My Curtis LT7029 Android tablet is slow in loading up desktop icon home and 
launcher icon.
What can I do to increase the speed of its loading ?
Many of the apps load by itself on startup in the background. I can't stop them from startup in background ? Since this affects the memory and how fast launcher icons and home page loads when you click to change one screen to another, and how long it takes to open an app. after click on it right?
I guess uninstalling apps. which I don't need to free up space helps too ?
Removing micro sd card from drive helps too ?
Any other tips in helping it load faster ?


Thanks.


----------



## Basementgeek (Feb 7, 2005)

I would try the removing those things you do not ever need, first.

Removing the SD card?, I guess that depends what is on it.

BG


----------



## ebackhus (Apr 21, 2005)

This is a low-end tablet that's actually on par with my cheap Android phone. Removing applications will help improve responsiveness, as will running task killing applications to shutdown software you're not using.


----------



## zhong (Aug 1, 2010)

Task killing applications sometimes don't seem to work. Since it seems starts up
by itself even after you killed a task.




ebackhus said:


> This is a low-end tablet that's actually on par with my cheap Android phone. Removing applications will help improve responsiveness, as will running task killing applications to shutdown software you're not using.


----------



## Coolfreak (May 27, 2008)

There will be required applications that will automatically start back up if needed to run to ensure Android running properly.


----------



## Shotgun4 (Aug 29, 2011)

I would root, then try and overclock. Then with setCPU set up profiles like on demand and save battery. For best performance, i would set it at its top clocking speed then set its default action to "Performance" instead of "On demand". This will increase loading speeds and overall performance.

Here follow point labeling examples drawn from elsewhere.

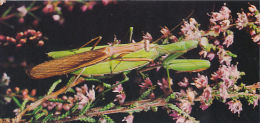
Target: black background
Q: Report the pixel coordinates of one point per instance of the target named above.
(79, 27)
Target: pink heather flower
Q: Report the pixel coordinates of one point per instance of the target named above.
(201, 81)
(185, 106)
(204, 105)
(228, 74)
(84, 88)
(33, 92)
(235, 106)
(78, 90)
(5, 79)
(211, 56)
(257, 19)
(241, 21)
(256, 38)
(216, 17)
(224, 25)
(66, 107)
(190, 94)
(180, 120)
(83, 99)
(91, 93)
(207, 93)
(102, 120)
(204, 53)
(56, 17)
(164, 85)
(120, 98)
(223, 93)
(184, 83)
(147, 36)
(165, 31)
(118, 88)
(223, 57)
(23, 11)
(225, 12)
(146, 85)
(255, 103)
(190, 30)
(59, 106)
(88, 6)
(176, 116)
(228, 40)
(48, 8)
(17, 111)
(252, 9)
(129, 118)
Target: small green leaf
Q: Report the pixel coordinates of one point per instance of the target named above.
(53, 86)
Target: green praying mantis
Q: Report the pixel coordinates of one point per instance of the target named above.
(134, 56)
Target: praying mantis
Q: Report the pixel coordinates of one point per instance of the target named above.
(106, 60)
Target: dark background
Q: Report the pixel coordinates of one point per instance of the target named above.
(79, 27)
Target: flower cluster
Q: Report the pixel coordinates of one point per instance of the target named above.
(23, 37)
(250, 21)
(120, 97)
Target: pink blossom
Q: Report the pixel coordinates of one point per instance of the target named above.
(176, 116)
(204, 53)
(201, 81)
(91, 93)
(118, 88)
(256, 38)
(228, 40)
(225, 12)
(211, 56)
(223, 56)
(22, 10)
(184, 83)
(146, 85)
(88, 6)
(204, 105)
(17, 111)
(120, 98)
(223, 93)
(207, 93)
(255, 103)
(235, 106)
(48, 8)
(147, 36)
(190, 94)
(190, 30)
(185, 106)
(102, 120)
(5, 79)
(56, 17)
(164, 85)
(83, 99)
(129, 119)
(165, 31)
(241, 21)
(252, 9)
(66, 107)
(257, 19)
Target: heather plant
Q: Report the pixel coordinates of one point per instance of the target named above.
(92, 99)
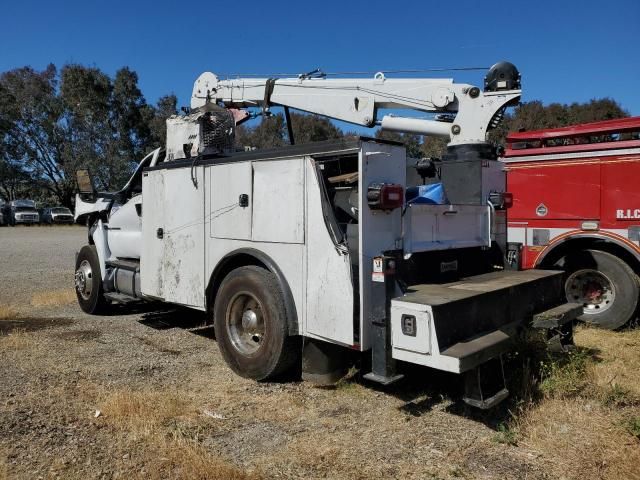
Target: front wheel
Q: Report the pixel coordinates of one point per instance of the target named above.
(606, 286)
(250, 324)
(88, 282)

hope this helps, Merry Christmas and Happy New Year!


----------



## zhong (Aug 1, 2010)

Any instructions how I would do this on my tablet ?
And will it work ?

Thanks.





Shotgun4 said:


> I would root, then try and overclock. Then with setCPU set up profiles like on demand and save battery. For best performance, i would set it at its top clocking speed then set its default action to "Performance" instead of "On demand". This will increase loading speeds and overall performance.
> 
> hope this helps, Merry Christmas and Happy New Year!


----------